Why a parallel Slovenian Organization has been established?
We regret sincerely that you have been perhaps unable to make someeffort to ascertain the true facts, because if you would have done so, you would have surely discovered that the parallel organisation named Slovene Society Karantania has been established by the independent will of Australian citizens like you, by people of differing but independent religious or political views.
For your information and the information of other concerned people, we wish to use this occasion therefore to inform you why the Slovenes in Canberra have been forced to have two organisations, though the community itself is scarcely one thousand members strong (including children and infants). In fact various estimates have been made, butit seems that the size of the Slovenian community is between 700 and 1,200, of which less than 200 are registered members of the two societies. The others belong to other organisations and clubs and may attend occasionally functions of the two associations.
Many of us left the old homeland Slovenia in the postwar years when the political and economic situation in Slovenia and Yugoslavia was rather restrictive and most of us did not agree with that situation or with the regime.
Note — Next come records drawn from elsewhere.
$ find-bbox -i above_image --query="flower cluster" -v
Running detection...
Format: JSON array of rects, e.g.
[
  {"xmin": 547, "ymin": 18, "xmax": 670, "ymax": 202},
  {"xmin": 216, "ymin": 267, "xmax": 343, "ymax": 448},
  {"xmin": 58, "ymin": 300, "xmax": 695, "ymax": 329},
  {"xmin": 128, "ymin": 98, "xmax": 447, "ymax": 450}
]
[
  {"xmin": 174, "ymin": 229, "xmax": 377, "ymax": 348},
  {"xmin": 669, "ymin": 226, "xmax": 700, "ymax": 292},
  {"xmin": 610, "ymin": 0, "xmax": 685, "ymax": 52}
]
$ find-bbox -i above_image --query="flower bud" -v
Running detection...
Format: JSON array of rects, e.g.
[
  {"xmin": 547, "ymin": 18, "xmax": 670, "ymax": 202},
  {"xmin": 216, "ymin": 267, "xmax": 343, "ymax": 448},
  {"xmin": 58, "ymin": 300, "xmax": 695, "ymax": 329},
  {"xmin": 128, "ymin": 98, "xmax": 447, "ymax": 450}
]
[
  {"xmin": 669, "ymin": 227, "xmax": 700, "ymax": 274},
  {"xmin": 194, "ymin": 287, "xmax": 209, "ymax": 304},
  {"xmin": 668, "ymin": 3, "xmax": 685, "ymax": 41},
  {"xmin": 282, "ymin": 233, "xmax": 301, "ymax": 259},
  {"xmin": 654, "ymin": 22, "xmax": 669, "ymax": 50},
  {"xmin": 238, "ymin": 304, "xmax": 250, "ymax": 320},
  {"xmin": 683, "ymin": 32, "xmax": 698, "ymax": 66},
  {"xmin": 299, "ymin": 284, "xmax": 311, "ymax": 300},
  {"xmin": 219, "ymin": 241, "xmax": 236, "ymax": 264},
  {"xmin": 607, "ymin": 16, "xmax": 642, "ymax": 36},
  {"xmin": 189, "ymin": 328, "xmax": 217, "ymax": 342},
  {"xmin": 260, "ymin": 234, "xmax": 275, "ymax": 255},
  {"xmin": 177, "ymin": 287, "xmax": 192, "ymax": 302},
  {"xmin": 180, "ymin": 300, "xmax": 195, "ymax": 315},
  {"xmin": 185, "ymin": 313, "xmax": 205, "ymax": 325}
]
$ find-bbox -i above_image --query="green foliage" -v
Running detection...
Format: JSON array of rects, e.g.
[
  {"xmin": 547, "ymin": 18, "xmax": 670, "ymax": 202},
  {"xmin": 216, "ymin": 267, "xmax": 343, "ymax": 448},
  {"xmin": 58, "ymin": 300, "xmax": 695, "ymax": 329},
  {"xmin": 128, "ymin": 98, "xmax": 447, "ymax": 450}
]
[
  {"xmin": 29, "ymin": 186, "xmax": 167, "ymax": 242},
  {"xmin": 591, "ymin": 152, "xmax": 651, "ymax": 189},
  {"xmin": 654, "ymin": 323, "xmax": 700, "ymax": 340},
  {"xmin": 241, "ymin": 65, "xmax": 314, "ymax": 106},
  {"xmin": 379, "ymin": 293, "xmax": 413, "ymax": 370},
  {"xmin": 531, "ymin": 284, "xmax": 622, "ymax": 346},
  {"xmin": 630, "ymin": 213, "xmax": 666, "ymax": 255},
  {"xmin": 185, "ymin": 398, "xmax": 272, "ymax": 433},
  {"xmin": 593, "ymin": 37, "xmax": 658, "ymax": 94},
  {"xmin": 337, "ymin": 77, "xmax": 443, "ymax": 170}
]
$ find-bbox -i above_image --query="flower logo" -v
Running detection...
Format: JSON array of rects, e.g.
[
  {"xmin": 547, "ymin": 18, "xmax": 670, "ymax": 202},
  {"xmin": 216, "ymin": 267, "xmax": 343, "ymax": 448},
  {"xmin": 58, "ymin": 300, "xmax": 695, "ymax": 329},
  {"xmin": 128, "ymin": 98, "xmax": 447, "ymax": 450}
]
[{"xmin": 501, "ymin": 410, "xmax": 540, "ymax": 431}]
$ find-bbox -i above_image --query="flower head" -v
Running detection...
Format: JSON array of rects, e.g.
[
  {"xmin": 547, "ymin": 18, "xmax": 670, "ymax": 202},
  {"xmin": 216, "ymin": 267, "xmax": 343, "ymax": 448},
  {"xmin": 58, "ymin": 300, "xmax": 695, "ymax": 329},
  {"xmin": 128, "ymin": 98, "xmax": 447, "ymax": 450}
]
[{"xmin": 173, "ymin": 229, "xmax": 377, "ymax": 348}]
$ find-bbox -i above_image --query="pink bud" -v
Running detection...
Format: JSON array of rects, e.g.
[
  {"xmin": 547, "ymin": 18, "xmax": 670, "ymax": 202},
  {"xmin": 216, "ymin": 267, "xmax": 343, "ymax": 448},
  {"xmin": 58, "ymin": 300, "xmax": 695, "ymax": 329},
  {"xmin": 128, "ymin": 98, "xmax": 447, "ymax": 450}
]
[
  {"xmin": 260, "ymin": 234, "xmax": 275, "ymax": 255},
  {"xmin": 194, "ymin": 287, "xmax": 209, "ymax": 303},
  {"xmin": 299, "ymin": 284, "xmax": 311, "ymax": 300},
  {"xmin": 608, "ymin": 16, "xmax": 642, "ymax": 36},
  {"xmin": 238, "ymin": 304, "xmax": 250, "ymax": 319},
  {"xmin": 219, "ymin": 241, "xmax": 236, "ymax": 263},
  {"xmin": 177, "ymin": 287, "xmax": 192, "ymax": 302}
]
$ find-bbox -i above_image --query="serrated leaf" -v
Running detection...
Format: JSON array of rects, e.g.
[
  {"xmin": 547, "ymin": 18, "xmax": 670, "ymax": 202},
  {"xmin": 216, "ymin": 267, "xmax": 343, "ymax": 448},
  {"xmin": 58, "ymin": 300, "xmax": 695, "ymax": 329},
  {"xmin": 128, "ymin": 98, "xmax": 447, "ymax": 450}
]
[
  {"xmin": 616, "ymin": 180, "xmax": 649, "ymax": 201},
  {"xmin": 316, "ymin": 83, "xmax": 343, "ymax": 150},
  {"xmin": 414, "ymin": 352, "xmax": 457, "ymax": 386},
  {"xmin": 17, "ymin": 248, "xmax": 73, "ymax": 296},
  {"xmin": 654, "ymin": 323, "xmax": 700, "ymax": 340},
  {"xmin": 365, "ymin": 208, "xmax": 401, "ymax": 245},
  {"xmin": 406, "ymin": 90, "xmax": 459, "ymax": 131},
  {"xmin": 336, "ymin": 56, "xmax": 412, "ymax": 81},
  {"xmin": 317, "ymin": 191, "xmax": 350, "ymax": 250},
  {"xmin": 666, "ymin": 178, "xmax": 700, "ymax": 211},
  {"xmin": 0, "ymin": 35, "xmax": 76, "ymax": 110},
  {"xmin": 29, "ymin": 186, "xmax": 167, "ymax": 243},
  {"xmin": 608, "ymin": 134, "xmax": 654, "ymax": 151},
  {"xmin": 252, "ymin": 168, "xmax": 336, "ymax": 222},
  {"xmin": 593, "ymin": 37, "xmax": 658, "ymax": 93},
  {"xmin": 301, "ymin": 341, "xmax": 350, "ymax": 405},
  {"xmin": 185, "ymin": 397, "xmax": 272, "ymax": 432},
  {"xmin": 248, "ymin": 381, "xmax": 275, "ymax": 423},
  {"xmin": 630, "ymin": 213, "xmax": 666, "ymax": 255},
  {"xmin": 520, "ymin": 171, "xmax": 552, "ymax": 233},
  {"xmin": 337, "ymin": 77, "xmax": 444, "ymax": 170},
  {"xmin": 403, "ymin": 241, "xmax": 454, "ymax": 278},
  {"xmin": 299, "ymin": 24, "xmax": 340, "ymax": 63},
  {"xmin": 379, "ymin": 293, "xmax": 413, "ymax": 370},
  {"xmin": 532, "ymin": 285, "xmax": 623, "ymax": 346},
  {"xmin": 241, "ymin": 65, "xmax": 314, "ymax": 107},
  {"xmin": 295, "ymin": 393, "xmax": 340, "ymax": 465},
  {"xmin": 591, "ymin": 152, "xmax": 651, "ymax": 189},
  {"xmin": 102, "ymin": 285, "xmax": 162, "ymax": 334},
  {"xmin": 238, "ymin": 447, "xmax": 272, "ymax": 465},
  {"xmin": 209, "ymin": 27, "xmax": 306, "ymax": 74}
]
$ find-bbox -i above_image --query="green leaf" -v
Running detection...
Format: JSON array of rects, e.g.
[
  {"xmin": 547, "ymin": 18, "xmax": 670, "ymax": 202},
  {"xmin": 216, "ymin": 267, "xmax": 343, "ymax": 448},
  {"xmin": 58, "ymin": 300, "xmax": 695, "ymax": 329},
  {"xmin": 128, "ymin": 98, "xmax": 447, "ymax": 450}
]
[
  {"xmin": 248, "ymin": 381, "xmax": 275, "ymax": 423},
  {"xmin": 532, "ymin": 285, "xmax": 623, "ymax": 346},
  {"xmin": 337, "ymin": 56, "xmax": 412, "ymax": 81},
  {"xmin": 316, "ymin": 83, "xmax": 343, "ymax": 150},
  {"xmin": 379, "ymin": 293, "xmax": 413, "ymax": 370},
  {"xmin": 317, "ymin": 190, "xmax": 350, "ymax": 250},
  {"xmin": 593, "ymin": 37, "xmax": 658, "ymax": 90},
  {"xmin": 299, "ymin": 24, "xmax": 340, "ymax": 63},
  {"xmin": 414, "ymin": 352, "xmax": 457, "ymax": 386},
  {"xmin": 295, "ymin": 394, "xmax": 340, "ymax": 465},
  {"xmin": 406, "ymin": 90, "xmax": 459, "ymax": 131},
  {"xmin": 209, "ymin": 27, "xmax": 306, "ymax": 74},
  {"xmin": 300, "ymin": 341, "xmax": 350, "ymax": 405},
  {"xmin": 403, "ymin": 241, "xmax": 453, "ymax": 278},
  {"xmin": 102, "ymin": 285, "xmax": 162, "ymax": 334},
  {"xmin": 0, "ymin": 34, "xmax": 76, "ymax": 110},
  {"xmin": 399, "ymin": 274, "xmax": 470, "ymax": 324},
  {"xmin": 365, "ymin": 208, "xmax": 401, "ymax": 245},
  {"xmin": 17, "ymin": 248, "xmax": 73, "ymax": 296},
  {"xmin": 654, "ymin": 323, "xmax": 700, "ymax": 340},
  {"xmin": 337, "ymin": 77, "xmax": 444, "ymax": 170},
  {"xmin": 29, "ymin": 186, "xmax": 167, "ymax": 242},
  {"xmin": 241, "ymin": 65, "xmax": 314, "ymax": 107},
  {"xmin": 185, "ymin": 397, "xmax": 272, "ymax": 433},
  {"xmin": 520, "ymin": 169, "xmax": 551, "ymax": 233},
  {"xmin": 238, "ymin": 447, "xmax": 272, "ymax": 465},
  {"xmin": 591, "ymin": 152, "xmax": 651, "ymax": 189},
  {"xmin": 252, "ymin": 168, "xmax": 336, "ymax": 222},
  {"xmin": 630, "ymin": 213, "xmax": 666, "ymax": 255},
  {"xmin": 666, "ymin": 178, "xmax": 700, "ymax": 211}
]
Therefore it is an insult to us to be branded as agents of the Yugoslav state. We are and have been, since we arrived, loyal Australian citizens with no political claims on the old homeland, beyond the claim of free travel to visit our relatives and friends still living there. When we travel abroad, we respect the laws of the countries we may perchance visit, including the laws of Slovenia and Yugoslavia.
Since the Australian government has been maintaining friendly relations with our old homeland, we have no other aspiration but to benefit from such relations, either by free travel to visit relatives or by entertaining in our midst cultural and sport groups from the old country. We have been pleased when the cultural agreement came into being and we were pleased to listen to the Slovenski Oktet and now to see films from the old country. We feel we are entitled in these things as taxpayers and honest citizens. We are not opposed to acknowledge within this frame the legal Yugoslav representatives in this country at such functions.
While there is no denial that the Yugoslav government can exercise considerable power over its citizens at home and abroad and may have done so occasionally, especially in the immediate postwar period, we accept the fact that governments of all persuasions do so occasionally, when it suits them. We have discovered no evidence that Australian citizens of Slovenian origin have been imprisoned, tortured or killed when they visited the old homeland, especially not so in the last several years.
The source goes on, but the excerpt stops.